Charles Williams has written a delightful miniature tone-poem describing one of the most romantic places in the South of England. Seaford Head is located between Brighton and Eastbourne. From the Head there is a great view of the South Downs, the famous Seven Sisters and unsurpassed vistas of the English Channel. Tennyson stayed here and revised his ‘Ode to Wellington’. The house has gone, but the garden is (I believe) still there, with cedar trees that the poet would have known. Smugglers were rife about here many years ago and the nearby Seaford College was built on the site of the old Corsica Hall, which belonged to a smuggler.
The musical image opens with a nautical flourish supported by a musical representation of waves gently washing onto the beach. There is a big tune introduced which is quickly built up into a climax, before dying down. The woodwind takes over and slowly brings this piece to an end.

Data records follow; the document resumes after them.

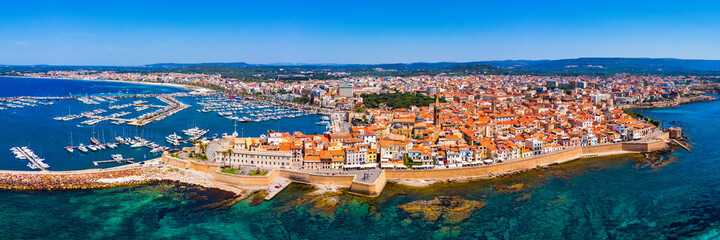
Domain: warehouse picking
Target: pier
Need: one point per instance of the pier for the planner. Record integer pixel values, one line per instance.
(675, 141)
(124, 160)
(174, 107)
(35, 161)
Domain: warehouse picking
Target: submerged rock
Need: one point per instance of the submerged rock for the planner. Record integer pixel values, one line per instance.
(513, 188)
(451, 209)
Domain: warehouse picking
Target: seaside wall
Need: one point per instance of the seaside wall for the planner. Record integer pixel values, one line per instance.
(195, 165)
(375, 189)
(248, 181)
(311, 178)
(369, 189)
(523, 164)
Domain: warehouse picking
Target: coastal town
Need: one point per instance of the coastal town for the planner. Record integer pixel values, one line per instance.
(467, 121)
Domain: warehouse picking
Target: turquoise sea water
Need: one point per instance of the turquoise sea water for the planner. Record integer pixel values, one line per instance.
(599, 198)
(35, 127)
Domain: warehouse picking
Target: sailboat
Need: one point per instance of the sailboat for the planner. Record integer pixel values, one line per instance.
(69, 148)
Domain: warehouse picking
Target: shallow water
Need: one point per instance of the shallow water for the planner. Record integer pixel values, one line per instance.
(597, 198)
(35, 127)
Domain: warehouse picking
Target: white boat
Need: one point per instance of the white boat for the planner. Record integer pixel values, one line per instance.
(82, 148)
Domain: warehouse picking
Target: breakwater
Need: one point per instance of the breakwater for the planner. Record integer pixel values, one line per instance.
(373, 189)
(668, 104)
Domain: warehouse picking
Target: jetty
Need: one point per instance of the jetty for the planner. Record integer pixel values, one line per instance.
(122, 160)
(675, 141)
(35, 161)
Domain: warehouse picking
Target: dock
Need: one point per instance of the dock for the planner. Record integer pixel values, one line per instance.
(124, 160)
(35, 161)
(273, 191)
(675, 141)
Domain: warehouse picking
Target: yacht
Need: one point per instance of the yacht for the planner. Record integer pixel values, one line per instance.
(82, 148)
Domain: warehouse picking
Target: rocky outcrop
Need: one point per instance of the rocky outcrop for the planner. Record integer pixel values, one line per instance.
(450, 209)
(513, 188)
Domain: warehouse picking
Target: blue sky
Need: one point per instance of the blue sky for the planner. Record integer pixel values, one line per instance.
(144, 32)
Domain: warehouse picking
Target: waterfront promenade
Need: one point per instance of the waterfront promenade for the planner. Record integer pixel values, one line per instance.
(206, 174)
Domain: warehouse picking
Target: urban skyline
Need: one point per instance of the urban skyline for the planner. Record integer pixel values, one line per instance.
(137, 33)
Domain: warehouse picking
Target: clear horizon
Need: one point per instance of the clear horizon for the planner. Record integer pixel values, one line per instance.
(134, 33)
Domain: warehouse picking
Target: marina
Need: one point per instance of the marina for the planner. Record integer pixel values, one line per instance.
(25, 153)
(59, 134)
(116, 158)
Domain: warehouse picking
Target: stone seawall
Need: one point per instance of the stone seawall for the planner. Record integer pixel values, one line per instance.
(374, 189)
(369, 189)
(524, 163)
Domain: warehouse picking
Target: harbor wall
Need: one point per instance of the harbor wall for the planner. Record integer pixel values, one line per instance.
(375, 189)
(321, 179)
(369, 189)
(526, 163)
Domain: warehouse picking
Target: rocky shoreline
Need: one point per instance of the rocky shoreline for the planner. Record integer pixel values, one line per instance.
(100, 179)
(674, 103)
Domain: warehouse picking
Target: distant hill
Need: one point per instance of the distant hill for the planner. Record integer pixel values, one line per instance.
(294, 72)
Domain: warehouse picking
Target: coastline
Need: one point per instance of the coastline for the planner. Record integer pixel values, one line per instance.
(674, 103)
(173, 85)
(112, 177)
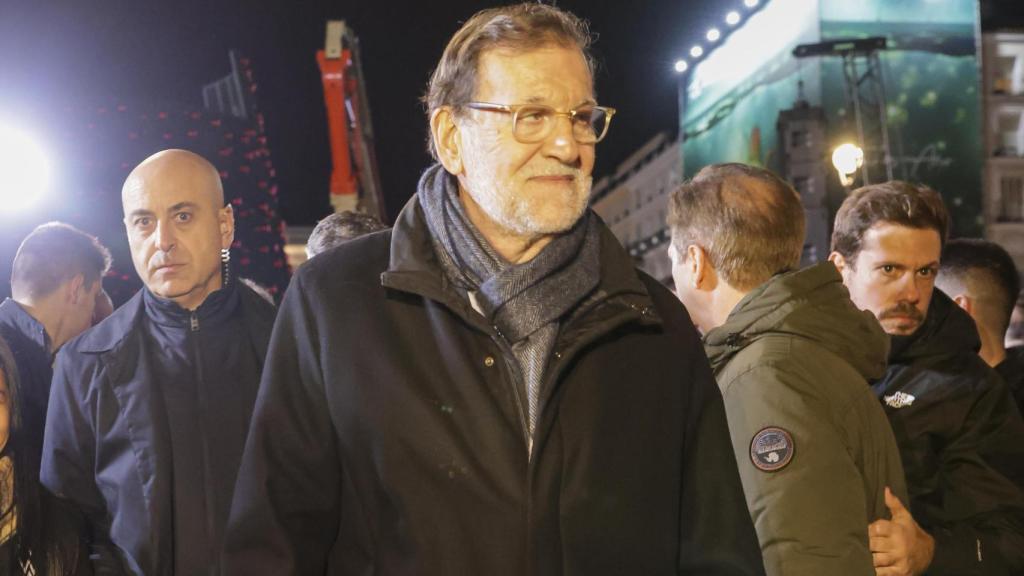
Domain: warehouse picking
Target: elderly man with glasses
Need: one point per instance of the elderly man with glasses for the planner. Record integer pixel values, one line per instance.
(491, 386)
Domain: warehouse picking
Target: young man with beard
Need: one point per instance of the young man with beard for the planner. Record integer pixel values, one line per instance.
(952, 416)
(792, 355)
(491, 387)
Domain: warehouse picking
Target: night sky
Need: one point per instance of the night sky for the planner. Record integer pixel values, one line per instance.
(55, 52)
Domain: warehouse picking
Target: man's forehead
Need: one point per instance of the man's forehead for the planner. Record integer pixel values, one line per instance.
(548, 72)
(898, 243)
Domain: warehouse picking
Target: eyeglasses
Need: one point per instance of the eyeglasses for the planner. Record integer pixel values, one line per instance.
(534, 122)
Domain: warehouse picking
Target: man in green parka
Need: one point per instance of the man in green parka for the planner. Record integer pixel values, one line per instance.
(792, 355)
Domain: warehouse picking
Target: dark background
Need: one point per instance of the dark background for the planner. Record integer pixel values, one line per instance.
(58, 56)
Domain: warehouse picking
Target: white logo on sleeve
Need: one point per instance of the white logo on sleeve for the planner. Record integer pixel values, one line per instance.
(899, 400)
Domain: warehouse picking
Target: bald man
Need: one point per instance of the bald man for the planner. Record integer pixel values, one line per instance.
(150, 410)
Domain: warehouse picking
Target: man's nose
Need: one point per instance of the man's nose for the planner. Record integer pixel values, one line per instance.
(909, 291)
(561, 144)
(165, 236)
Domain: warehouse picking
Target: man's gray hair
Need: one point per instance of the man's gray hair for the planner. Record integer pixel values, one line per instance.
(52, 254)
(749, 220)
(519, 27)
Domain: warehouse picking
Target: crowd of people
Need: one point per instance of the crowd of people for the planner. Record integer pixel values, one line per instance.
(491, 386)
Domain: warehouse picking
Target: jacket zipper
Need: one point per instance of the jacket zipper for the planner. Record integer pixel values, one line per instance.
(513, 366)
(203, 410)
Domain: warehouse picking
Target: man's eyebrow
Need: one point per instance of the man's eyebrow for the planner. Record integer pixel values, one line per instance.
(182, 205)
(539, 99)
(139, 212)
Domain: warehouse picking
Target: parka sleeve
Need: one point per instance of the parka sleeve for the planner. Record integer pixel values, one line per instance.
(805, 492)
(286, 510)
(717, 537)
(69, 458)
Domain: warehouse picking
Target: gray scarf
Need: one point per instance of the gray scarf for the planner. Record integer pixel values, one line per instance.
(523, 301)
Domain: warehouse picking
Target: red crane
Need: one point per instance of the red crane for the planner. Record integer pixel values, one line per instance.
(354, 178)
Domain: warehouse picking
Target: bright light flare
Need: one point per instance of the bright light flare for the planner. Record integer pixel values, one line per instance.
(847, 159)
(24, 170)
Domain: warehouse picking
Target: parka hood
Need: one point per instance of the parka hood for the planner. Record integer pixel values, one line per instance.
(810, 303)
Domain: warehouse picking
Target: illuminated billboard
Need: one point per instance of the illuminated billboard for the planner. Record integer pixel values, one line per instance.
(733, 96)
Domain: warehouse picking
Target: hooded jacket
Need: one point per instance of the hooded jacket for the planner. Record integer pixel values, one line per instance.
(814, 449)
(961, 439)
(387, 438)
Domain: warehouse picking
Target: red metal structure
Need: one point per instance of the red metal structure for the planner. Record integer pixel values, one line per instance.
(354, 179)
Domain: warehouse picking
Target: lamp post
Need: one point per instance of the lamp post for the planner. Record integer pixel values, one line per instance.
(848, 158)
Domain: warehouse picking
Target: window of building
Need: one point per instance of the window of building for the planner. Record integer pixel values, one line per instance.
(1012, 199)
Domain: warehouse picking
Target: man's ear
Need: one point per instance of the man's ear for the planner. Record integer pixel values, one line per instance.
(838, 260)
(77, 290)
(702, 273)
(965, 301)
(225, 219)
(446, 138)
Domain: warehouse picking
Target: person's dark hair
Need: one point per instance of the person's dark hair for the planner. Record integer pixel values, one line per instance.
(52, 254)
(44, 526)
(519, 27)
(340, 228)
(985, 272)
(894, 202)
(749, 220)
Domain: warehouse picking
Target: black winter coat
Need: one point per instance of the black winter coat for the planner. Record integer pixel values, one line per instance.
(387, 438)
(108, 446)
(962, 441)
(31, 346)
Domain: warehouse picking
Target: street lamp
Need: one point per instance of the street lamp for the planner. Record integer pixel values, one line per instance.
(848, 158)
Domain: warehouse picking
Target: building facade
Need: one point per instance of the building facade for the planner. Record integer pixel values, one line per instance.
(634, 202)
(1003, 80)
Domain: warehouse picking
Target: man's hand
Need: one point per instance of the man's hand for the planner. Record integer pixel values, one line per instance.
(899, 546)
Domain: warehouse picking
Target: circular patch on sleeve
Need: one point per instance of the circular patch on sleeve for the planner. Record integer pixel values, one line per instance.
(772, 449)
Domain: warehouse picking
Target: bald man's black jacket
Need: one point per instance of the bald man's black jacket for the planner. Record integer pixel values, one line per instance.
(147, 419)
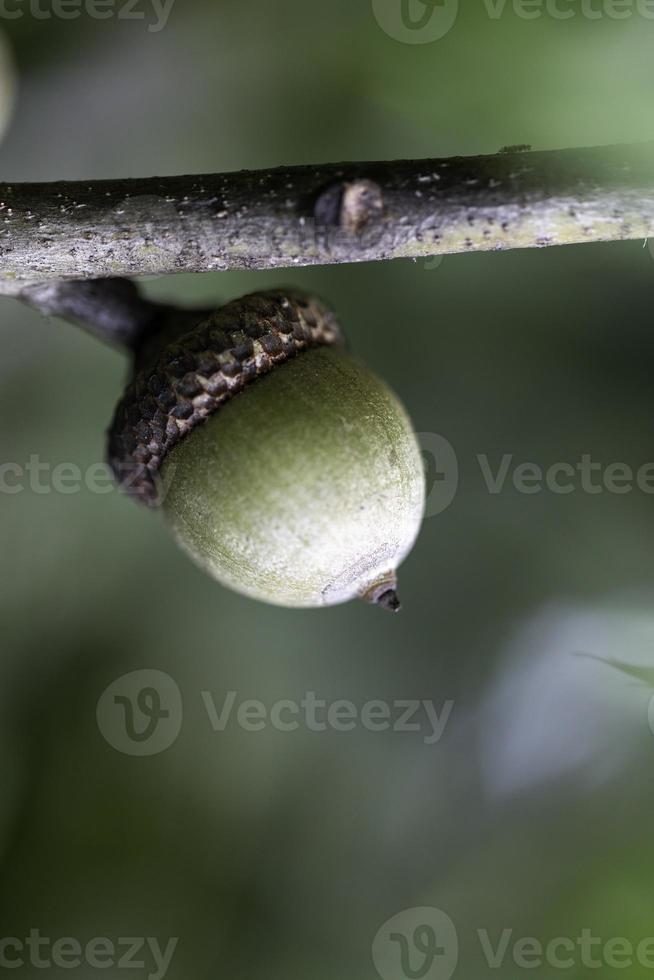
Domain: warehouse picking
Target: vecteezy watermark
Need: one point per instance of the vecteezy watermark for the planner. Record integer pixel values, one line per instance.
(426, 21)
(141, 714)
(155, 13)
(42, 477)
(143, 953)
(316, 714)
(507, 473)
(424, 943)
(416, 21)
(416, 943)
(585, 475)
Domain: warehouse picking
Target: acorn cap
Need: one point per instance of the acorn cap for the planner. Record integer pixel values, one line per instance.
(193, 376)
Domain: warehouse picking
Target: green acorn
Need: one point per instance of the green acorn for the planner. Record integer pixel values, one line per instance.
(307, 488)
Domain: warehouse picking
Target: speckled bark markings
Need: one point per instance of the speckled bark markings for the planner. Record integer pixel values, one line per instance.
(192, 377)
(334, 213)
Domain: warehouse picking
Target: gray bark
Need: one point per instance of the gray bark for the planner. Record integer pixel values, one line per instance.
(329, 214)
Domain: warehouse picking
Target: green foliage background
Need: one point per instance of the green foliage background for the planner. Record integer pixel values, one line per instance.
(279, 855)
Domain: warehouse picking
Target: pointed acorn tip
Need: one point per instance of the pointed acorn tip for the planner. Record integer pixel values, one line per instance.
(389, 600)
(383, 593)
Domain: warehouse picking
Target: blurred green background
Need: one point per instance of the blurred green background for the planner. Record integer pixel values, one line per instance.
(280, 854)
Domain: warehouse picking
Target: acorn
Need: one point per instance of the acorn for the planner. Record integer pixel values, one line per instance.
(286, 468)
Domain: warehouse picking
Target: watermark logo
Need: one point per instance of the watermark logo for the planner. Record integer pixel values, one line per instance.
(141, 713)
(416, 944)
(416, 21)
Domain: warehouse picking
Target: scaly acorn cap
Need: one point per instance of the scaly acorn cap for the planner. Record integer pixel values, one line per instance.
(201, 370)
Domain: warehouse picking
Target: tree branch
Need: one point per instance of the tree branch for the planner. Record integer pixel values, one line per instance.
(322, 215)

The raison d’être of this piece was not as concert piece: it was designed to be used as an accompaniment to a documentary film. It was a library piece probably filed under ‘seascapes’ which would be used by film directors to underscore their scenes. It is just a pity that this beautiful music was not developed beyond the 1 minute 47 second duration. Yet there is enough to convince me that Charles Williams had captured the mood and view of this most exciting part of the South Coast. It is easy to imagine yachts or even a cross-channel ferry heading out mid-channel as the visitor stares out to sea. Perhaps he has his arm wrapped round a girl’s waist? There is all the romance of the sea wrapped up in these few precious bars.
Seaford Head is available on Guild The Golden Age of Light Music GLCD5107 played by the Queen’s Hall Light Orchestra conducted by the composer. The recording was made in 1942 and was catalogued as Chappell Music Library No. C189.